On Mon, Apr 26, 2010 at 8:01 PM, Ashley
Pittman
<ashley@pittman.co.uk>
wrote:
On 25 Apr 2010, at 22:27, Asad Ali wrote:
> Yes I use different machines such as
>
> machine 1 uses AMD Opterons. (Fedora)
>
> machine 2 and 3 use Intel Xeons. (CentOS)
>
> machine 4 uses slightly older Intel Xeons. (Debian)
>
> Only machine 1 gives correct results. While CentOS and Debian
results are same but are wrong and different from those of machine 1.
Have you verified the are actually wrong or are they just different?
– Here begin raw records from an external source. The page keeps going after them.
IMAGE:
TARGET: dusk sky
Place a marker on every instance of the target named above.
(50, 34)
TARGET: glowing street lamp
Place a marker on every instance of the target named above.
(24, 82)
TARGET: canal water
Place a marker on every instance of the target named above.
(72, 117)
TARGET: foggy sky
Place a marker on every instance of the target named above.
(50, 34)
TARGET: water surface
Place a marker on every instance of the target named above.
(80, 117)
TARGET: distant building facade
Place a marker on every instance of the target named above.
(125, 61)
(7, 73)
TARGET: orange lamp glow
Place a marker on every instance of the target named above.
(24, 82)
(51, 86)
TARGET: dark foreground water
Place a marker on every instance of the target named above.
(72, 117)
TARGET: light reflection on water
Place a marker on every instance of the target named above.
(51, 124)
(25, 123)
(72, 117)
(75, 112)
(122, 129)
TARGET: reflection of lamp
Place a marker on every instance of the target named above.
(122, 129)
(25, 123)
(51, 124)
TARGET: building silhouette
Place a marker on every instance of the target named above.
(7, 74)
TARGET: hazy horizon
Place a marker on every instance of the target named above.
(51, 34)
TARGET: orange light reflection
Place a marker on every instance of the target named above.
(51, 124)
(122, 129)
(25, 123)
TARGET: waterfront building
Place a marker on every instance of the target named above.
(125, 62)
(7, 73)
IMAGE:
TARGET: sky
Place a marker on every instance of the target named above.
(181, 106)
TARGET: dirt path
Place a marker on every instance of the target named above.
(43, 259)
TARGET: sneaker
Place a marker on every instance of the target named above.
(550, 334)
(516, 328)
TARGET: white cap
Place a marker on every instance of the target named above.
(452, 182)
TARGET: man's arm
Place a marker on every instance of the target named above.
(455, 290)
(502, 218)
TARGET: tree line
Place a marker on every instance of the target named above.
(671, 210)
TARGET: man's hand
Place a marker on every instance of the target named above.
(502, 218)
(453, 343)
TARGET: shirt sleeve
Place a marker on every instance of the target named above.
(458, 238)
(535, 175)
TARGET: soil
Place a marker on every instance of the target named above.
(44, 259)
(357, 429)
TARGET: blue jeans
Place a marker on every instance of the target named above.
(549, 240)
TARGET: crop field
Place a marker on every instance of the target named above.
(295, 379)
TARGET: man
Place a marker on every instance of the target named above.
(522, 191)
It's actually perfectly possible for the same program to get different
results from run to run even on the same hardware and the same OS. All
floating point operations by the MPI library are expected to be
deterministic but changing the process layout or and MPI settings can
affect this and of course anything the application does can introduce
differences as well.
Ashley.
The code is the same with the same input/output and the same constants
etc. From run to run the results can only be different if you either
use different input/output or use different random number seeds. Here
in my case the random number seeds are the same as well. This means
that this code must give (and it does) the same results no matter how
many times you run it. I didn't tamper with mpi-settings for any run. I
have verified that results of only Fedora are correct because I know
what is in my data and how should my model behave and I get a nearly
perfect convergence on Fedora OS. Even my dual core laptop with Ubuntu
9.10 also gives correct results. The other OSs give the same results
for a few hundred iterations as Fedora but then an unusual thing
happens and the results start getting wrong.